Obituary
Peter James Stein 1957-2020

An abridged version of the eulogy Elliot Stein delivered at St Michael’s in Thirroul last month.

For a bunch of Catholics my family is a bit hippy. We believe in symbols and signs. We believe that happenstance means a little more than random chance. And we believe that when they are gone – our nearest loved ones look down on us and look after us. I’ve been thinking this last week how little we really know about Dad’s illness. We know it was fast and sudden. 
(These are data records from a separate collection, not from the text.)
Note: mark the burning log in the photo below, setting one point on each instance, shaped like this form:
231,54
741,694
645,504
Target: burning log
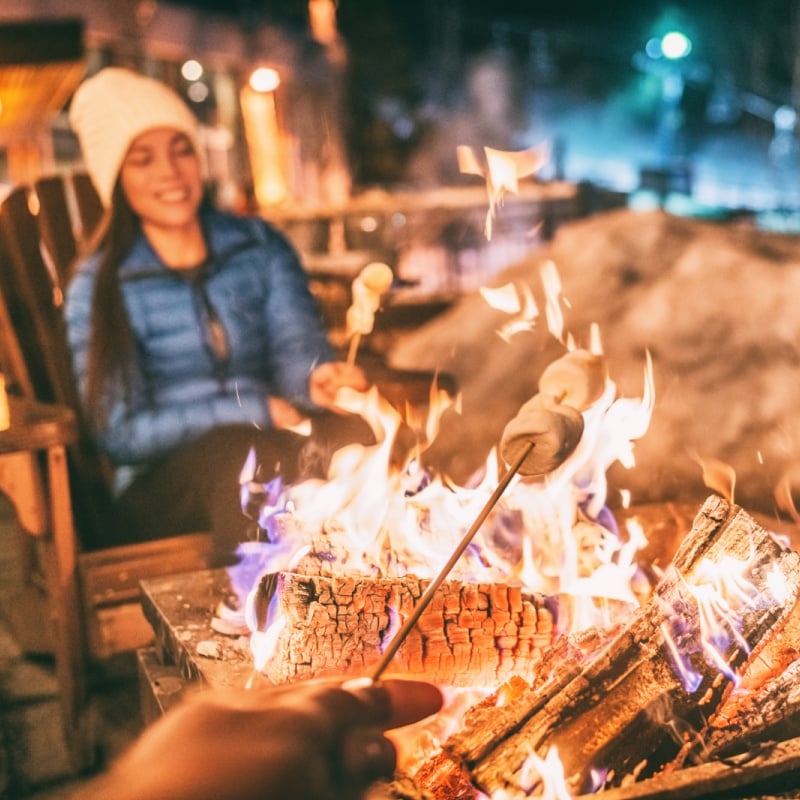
471,634
628,711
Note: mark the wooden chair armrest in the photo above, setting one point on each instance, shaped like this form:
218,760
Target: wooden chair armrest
37,426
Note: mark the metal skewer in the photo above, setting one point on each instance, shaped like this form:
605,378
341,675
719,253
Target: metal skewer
426,598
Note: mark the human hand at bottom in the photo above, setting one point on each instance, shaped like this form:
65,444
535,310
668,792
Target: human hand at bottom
317,740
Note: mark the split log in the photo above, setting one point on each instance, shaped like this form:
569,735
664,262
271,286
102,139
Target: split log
764,706
627,711
771,769
471,635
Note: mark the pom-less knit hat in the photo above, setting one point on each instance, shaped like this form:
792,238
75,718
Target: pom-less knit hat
110,109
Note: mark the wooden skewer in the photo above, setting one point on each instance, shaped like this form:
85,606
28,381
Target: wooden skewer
351,353
426,598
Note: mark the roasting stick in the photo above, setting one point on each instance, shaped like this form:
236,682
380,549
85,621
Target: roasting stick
355,340
544,433
368,289
426,598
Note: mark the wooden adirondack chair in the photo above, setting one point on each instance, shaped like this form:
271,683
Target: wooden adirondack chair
57,483
48,467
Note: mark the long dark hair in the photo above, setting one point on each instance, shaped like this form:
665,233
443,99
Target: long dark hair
112,348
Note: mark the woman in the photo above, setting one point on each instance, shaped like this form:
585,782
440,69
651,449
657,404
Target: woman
193,333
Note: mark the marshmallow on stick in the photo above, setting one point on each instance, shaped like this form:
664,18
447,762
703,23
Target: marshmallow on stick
549,426
368,289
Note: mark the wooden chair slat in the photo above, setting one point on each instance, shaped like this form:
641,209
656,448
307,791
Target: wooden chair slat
55,223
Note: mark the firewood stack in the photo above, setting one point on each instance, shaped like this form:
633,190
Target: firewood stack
625,713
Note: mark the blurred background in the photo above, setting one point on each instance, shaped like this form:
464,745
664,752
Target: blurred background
697,97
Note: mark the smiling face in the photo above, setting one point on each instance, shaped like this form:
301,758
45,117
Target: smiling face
162,179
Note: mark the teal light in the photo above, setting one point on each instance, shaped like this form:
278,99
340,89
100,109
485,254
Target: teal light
675,45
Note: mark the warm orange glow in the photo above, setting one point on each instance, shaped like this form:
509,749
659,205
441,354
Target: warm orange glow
265,144
264,79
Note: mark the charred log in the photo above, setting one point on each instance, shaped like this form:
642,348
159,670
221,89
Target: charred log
472,634
628,712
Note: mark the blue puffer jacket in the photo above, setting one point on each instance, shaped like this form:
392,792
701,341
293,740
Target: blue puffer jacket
257,289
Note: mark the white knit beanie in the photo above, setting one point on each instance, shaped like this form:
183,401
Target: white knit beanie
110,109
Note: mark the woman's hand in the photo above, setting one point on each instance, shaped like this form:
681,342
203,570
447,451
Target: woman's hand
327,379
285,416
307,741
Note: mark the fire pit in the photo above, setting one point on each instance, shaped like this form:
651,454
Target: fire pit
643,643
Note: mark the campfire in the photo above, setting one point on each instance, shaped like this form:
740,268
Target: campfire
571,665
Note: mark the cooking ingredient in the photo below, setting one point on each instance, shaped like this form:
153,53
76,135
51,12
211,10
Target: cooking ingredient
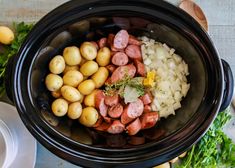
88,50
119,59
86,87
57,65
72,55
215,149
70,93
90,99
103,56
171,76
74,110
6,35
89,116
73,78
53,82
100,77
69,68
89,68
21,31
59,107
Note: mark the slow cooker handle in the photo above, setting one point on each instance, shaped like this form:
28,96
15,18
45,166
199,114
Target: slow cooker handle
9,78
228,86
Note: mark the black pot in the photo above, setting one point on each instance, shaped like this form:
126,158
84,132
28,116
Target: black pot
76,21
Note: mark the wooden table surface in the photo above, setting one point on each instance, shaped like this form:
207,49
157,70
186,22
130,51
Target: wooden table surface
220,15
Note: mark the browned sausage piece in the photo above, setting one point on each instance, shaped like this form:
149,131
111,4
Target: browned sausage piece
133,40
134,140
122,71
115,111
140,68
133,51
132,111
121,39
111,100
111,68
148,120
134,127
119,59
147,98
99,103
103,42
116,127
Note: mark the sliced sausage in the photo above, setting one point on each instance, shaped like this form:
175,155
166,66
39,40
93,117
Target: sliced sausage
99,103
103,42
133,51
147,108
111,100
121,39
133,40
132,111
122,71
120,59
116,127
148,120
134,140
147,98
115,111
111,68
103,127
140,68
134,127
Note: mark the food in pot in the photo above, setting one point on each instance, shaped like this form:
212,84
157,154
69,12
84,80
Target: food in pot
127,84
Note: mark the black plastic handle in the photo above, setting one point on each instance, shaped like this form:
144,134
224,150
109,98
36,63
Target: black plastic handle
228,86
9,78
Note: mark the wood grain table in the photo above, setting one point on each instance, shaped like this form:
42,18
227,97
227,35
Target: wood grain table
220,15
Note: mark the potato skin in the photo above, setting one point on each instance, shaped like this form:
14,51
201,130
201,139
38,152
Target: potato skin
59,107
73,78
72,55
6,35
86,87
103,56
74,110
89,116
57,64
53,82
100,77
89,68
89,100
70,93
88,50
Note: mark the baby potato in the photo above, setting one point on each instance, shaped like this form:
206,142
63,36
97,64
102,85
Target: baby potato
74,110
88,50
6,35
53,82
86,87
56,94
100,77
70,93
69,68
89,100
73,78
57,64
103,56
89,68
72,55
89,116
59,107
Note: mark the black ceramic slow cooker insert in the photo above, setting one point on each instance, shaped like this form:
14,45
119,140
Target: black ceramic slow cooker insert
77,21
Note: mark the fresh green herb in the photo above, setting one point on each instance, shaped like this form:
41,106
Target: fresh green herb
21,31
214,150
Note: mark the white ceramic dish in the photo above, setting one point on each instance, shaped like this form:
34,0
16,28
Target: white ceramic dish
19,146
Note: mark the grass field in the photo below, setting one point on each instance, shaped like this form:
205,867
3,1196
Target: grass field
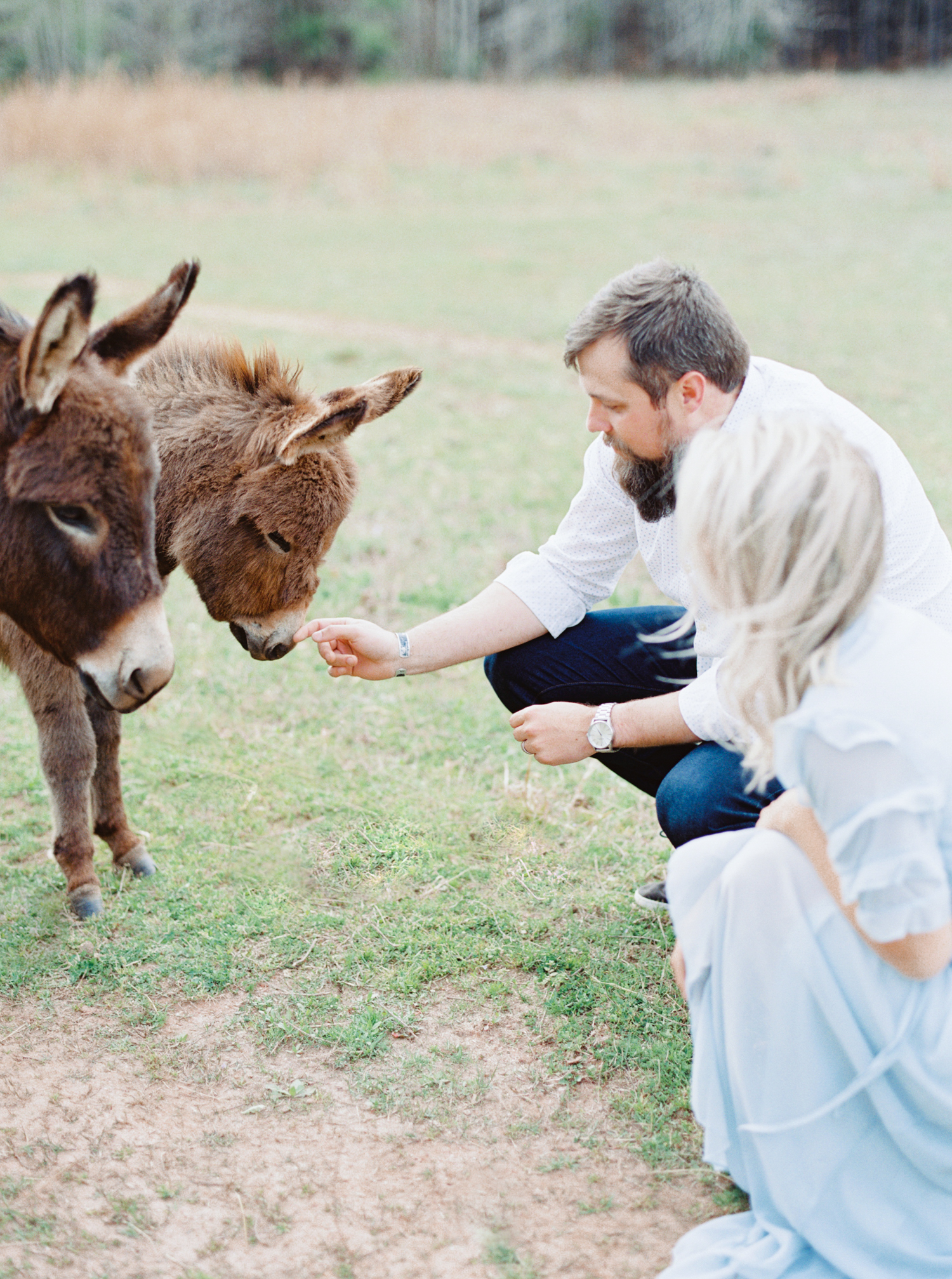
371,843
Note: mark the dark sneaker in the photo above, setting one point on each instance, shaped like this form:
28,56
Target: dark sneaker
652,897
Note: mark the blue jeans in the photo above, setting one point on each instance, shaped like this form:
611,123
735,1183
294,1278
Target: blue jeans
697,790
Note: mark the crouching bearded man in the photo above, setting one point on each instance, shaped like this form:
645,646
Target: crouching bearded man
661,359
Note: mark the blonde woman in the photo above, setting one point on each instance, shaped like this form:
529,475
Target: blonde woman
814,951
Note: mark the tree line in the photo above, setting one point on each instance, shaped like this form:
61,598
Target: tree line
334,39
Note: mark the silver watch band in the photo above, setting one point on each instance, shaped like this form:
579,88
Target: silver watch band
404,650
603,715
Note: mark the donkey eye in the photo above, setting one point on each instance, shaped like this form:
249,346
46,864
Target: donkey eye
76,521
279,544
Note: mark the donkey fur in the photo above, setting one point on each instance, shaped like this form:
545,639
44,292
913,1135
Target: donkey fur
74,435
250,463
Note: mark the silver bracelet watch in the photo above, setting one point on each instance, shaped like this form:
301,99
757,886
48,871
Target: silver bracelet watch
404,646
600,733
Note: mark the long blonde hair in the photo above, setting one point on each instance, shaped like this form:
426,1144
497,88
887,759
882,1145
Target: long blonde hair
781,530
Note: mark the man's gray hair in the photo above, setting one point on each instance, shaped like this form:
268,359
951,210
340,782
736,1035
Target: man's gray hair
672,324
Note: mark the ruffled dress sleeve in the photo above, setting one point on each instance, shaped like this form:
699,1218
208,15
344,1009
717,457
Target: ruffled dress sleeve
881,814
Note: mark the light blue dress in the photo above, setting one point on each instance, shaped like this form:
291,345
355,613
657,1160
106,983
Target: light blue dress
822,1077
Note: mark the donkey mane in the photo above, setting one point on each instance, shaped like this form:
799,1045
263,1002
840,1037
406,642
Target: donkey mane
220,364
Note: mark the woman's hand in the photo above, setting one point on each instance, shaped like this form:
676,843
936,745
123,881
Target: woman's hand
677,967
554,733
792,819
354,647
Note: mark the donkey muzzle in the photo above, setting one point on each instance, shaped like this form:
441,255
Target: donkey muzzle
269,637
133,663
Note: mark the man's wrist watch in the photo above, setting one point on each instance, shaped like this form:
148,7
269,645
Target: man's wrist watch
600,733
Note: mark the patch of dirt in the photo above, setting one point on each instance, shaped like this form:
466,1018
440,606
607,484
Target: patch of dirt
187,1151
We know the type of secondary cancer he had. Still, not the primary. It’s just something that happened. In my family, when we see lorikeets, we think of Lucy Kiggins. Bees make us think of Jack Kiggins. St Michael’s means a lot of us – it’s where everything happens. Jack and Lucy married here, Mum and Dad married here. It’s where we welcome people in and where we say goodbye to them too. 

When Mum and Dad moved back to Thirroul a few years ago Dad was overjoyed. He was really proud, truly happy, to – as he said – be bringing Mum back home. So Dad, once of North Sydney, said he was really happy to be bringing mum back here to this place. In March I came back here too. On my first day out of quarantine, he and I walked down Bath Street to Thirroul Beach just the two of us. 

And as we passed the swings and the swimming pool, he asked me if being back in Thirroul ‘felt like home’. And I realised this place wasn’t just special to him cause it meant something to mum, but that because it meant something to him too. So it means so much to us to have you here with us, in this place, this special place. 

I remember Dad telling the story of the first time he met Jack and Lucy – Mum’s parents up at Soudan Street. Out the back Lucy would feed more Lorikeets than you can every imagine. The lawn would be covered with them. And beyond those Jack raised bees. 

Hives and hives of them. As Dad rounded the corner to meet the parents for the first time, Jack gruffly yelled out “Where is he? I’m going set the bees on him!” Well, I said we believed in symbols and signs. Last week the trees outside Dad’s window at the Hospital were just filled with Lorikeets. Just filled. 

And sitting on the window was a single bee. So, we know when it was time to go Dad was welcomed warmly into whatever comes next by those who he loved and who loved him. We know that they were looking out onto us as well. And for whatever that can bring to us, it brings something.